In this Atlantic opinion piece, Rachel Hills, a freelance writer based in London, examines the WHO’s decision on May 25 to declare polio a public health emergency, “calling for the 194 member states to fully fund the Global Polio Eradication Initiative, and fill the currently $945 million gap in its budget for 2012-13.” She writes, “Few people probably associate the phrase ‘global health emergency’ with polio, a disease that has been around for 5,000 years and is on a decades-long decline so steep that there are less than a thousand recorded cases left on Earth,” but “polio’s threat is still very real, and the mission to finally stamp it out forever is a crucial one for reasons even bigger than the disease itself.”
The United Nations humanitarian office on Tuesday released its 2011 Annual Report of the Central Emergency Response Fund, which highlights the contributions of the U.N. Central Emergency Response Fund (CERF) to humanitarian partners in 45 countries in 2011, the U.N. News Center reports. “Financed by voluntary contributions from Member States, non-governmental organizations (NGOs), local governments, the private sector and individual donors, the CERF is a humanitarian fund established by the United Nations to enable more timely and reliable humanitarian assistance to those affected by natural disasters and armed conflicts, helping agencies to pre-position funding for humanitarian action,” the news service notes (5/29).
“Sustainable development cannot be realized unless hunger and malnutrition are eradicated, the [Food and Agriculture Organization (FAO)] said in a policy document prepared for the Rio+20 Summit to be held in June in Rio de Janeiro,” an FAO press release reports. “At the Rio Summit, we have the golden opportunity to explore the convergence between the agendas of food security and sustainability to ensure that happens,” FAO Director-General Jose Graziano da Silva said, according to the press release. The report says, “Improving agricultural and food systems is essential for a world with both healthier people and healthier ecosystems,” the release notes (5/30). According to Reuters, “The governments attending the Rio+20 summit in June should commit themselves to speed up efforts to reduce hunger and malnutrition and use the U.N.’s voluntary guidelines on the right to food, the FAO said” (5/30).
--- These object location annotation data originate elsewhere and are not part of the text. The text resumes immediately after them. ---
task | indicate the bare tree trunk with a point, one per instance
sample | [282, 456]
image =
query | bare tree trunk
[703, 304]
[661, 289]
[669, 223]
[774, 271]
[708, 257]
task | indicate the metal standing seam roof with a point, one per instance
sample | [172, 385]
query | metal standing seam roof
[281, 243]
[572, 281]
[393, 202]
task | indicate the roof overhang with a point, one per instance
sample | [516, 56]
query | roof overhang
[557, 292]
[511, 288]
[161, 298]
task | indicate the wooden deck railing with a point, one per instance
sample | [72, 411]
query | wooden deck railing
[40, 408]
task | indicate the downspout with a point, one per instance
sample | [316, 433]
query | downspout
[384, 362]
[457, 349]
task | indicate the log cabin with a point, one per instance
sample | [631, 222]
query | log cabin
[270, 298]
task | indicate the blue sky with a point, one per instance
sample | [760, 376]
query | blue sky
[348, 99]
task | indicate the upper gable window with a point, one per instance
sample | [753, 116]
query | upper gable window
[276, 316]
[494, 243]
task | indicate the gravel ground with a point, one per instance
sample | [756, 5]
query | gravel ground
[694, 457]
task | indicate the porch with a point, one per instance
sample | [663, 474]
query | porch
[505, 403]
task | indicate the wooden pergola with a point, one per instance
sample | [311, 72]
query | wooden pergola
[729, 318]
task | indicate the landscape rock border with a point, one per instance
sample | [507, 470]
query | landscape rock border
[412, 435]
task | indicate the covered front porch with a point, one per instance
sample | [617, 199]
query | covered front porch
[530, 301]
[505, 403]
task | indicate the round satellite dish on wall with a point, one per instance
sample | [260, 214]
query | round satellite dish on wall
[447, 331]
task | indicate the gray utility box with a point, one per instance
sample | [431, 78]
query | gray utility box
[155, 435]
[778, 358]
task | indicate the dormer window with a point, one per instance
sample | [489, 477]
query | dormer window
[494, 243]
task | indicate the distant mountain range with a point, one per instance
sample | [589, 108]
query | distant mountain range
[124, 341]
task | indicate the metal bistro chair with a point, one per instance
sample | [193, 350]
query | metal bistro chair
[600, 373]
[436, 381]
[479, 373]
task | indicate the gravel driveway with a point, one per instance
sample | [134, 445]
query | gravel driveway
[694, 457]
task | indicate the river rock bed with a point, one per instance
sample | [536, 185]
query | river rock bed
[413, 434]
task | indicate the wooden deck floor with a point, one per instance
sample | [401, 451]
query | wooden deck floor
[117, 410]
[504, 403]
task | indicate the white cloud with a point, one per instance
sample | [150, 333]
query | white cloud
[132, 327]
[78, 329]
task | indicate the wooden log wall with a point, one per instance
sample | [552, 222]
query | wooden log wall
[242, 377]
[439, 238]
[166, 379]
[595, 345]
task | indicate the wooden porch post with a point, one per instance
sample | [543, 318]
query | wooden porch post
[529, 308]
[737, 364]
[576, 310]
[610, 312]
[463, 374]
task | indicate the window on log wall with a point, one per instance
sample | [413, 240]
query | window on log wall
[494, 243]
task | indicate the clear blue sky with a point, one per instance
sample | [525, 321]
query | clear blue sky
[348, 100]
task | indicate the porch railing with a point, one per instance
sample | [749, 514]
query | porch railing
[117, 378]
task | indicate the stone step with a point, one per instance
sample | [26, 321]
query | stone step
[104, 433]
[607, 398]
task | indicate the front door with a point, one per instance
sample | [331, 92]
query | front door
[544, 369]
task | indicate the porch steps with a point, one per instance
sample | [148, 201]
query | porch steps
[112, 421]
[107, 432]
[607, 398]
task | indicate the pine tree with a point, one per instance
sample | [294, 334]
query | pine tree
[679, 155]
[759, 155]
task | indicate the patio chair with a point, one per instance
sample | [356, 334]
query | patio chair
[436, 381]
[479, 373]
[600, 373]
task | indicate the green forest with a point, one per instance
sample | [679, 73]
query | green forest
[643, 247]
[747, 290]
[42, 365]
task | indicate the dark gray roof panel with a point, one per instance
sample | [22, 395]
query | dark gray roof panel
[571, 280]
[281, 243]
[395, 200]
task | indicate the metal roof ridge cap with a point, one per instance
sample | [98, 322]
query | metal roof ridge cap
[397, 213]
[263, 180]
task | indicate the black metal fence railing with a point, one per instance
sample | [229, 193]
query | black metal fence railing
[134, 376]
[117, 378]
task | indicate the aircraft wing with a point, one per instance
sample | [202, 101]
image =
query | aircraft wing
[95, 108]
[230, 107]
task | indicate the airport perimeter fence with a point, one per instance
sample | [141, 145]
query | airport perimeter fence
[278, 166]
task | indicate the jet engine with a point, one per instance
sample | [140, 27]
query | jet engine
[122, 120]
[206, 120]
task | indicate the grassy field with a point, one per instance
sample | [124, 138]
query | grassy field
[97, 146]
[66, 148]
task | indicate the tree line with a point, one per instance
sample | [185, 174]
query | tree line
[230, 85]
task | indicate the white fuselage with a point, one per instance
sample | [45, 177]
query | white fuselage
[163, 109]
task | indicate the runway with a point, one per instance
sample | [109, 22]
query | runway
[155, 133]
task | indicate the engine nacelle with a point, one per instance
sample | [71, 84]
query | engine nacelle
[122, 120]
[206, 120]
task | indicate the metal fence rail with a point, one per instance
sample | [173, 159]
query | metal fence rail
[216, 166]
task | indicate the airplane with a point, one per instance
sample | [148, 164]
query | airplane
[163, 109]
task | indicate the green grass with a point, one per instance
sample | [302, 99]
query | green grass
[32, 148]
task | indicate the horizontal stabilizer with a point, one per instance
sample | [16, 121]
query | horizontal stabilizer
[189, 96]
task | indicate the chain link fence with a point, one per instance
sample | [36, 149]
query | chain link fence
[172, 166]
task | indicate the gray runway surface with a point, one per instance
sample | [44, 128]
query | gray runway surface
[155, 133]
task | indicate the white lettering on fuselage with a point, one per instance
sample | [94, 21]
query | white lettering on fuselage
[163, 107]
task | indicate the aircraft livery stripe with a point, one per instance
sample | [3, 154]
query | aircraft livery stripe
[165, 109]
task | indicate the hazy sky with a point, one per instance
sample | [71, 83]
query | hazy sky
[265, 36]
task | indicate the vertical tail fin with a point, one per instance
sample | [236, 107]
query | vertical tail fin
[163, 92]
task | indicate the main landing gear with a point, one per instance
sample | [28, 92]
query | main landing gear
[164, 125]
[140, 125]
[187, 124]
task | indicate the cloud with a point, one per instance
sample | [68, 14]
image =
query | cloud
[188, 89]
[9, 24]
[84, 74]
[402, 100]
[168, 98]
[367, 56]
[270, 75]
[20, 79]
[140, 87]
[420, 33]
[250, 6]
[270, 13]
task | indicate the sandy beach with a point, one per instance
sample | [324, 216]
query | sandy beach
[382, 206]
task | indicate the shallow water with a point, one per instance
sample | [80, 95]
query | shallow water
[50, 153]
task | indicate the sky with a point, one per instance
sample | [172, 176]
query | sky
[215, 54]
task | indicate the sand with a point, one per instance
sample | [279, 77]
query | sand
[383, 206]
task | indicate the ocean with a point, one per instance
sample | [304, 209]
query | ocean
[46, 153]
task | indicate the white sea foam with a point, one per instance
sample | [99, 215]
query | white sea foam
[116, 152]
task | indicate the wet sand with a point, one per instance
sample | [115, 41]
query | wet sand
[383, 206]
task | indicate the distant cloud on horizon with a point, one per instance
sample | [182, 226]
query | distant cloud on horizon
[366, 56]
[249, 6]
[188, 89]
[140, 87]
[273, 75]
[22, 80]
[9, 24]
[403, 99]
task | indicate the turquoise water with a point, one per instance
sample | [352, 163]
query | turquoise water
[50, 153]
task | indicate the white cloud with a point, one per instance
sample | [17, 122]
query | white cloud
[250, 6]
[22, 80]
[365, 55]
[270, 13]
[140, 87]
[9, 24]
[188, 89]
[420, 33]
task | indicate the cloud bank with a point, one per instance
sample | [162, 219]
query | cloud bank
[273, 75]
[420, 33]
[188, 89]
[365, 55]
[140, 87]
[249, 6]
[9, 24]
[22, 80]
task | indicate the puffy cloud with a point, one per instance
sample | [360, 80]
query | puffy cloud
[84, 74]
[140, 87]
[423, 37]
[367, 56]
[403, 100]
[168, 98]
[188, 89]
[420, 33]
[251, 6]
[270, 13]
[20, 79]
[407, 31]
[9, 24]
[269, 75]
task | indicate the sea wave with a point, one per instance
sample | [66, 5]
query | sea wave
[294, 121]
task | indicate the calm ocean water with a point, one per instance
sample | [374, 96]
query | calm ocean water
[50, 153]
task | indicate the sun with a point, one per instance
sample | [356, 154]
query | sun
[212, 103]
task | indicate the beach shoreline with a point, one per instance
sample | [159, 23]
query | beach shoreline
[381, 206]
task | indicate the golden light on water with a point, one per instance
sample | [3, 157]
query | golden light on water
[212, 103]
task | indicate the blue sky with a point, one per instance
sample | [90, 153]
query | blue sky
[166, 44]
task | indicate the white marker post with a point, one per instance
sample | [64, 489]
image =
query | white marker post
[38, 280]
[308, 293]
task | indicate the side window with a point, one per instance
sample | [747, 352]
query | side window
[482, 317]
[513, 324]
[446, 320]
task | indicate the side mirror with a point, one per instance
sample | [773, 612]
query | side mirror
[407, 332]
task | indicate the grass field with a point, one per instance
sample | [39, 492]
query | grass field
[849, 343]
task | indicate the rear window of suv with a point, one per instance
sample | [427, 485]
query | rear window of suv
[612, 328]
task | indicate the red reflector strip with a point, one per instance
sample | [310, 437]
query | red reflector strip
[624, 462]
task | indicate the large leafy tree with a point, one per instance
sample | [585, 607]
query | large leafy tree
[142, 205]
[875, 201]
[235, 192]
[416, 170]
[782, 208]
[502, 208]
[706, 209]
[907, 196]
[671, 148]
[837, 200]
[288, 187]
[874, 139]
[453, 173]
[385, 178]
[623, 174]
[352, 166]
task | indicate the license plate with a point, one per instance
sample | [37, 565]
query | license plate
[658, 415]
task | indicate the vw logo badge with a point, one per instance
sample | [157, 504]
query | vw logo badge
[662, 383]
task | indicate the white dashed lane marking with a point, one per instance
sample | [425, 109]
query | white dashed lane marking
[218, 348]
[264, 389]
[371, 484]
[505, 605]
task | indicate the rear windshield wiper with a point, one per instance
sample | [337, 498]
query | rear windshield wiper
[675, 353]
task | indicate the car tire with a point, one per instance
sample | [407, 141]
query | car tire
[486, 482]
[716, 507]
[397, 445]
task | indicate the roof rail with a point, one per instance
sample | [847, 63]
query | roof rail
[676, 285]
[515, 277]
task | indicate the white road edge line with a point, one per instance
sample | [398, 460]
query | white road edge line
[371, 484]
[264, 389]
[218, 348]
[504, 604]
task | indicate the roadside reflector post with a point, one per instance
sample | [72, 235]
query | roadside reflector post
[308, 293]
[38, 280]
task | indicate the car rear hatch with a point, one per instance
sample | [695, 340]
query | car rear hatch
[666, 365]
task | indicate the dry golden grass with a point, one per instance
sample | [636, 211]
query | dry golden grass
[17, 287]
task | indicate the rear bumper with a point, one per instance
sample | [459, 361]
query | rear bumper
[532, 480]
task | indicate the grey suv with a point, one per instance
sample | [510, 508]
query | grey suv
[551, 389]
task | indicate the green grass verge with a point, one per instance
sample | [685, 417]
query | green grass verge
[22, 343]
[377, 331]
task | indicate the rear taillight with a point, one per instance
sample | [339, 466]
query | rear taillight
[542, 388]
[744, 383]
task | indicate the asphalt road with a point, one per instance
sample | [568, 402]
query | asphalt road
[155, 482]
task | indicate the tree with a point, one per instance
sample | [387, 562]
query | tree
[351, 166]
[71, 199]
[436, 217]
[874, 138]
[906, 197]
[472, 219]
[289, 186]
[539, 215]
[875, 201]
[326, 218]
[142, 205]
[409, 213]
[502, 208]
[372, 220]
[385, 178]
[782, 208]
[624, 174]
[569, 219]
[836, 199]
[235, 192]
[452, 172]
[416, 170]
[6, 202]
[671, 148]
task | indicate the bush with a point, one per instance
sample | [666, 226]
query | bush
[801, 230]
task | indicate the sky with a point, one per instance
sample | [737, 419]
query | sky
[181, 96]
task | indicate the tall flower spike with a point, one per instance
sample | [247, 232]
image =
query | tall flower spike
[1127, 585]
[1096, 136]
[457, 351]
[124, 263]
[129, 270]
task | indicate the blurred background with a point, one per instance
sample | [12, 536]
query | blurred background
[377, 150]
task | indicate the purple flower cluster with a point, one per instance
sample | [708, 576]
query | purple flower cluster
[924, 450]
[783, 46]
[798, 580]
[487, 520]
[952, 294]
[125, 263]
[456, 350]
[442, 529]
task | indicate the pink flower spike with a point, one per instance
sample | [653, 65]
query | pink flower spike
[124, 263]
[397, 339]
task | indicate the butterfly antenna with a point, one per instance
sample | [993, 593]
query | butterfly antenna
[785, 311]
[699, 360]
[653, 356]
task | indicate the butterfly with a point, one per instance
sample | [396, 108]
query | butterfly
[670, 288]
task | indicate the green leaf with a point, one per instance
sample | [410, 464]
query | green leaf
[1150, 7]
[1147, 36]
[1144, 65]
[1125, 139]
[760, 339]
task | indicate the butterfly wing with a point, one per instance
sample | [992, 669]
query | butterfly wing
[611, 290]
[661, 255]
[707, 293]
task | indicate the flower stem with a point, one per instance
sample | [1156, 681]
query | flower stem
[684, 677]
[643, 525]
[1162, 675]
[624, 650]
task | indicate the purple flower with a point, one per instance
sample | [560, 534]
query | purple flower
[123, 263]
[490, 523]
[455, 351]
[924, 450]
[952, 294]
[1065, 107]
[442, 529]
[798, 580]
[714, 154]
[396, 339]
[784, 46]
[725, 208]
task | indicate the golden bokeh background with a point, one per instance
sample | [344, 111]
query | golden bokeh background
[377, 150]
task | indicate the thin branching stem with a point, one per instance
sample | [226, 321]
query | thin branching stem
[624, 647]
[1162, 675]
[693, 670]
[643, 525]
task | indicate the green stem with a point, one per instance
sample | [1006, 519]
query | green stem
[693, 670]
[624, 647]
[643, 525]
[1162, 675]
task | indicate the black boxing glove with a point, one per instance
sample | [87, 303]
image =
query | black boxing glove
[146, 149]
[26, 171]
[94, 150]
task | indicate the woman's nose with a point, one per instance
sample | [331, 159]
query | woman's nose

“U.N. officials say they expect 18 million people in West Africa will go hungry this year, including three million young children whose lives or health will be at risk,” the Associated Press reports. David Gressly, the U.N. regional humanitarian coordinator for nine countries in Africa’s Sahel region, told reporters on Tuesday that at least one million children’s lives will be threatened by malnutrition in 2012, and malnutrition will cause health problems for another two million children under age five, according to the news agency. Gressly said drought, failed harvests, and political instability were making this the worst hunger crisis to hit the region since 2005, the AP notes (5/29).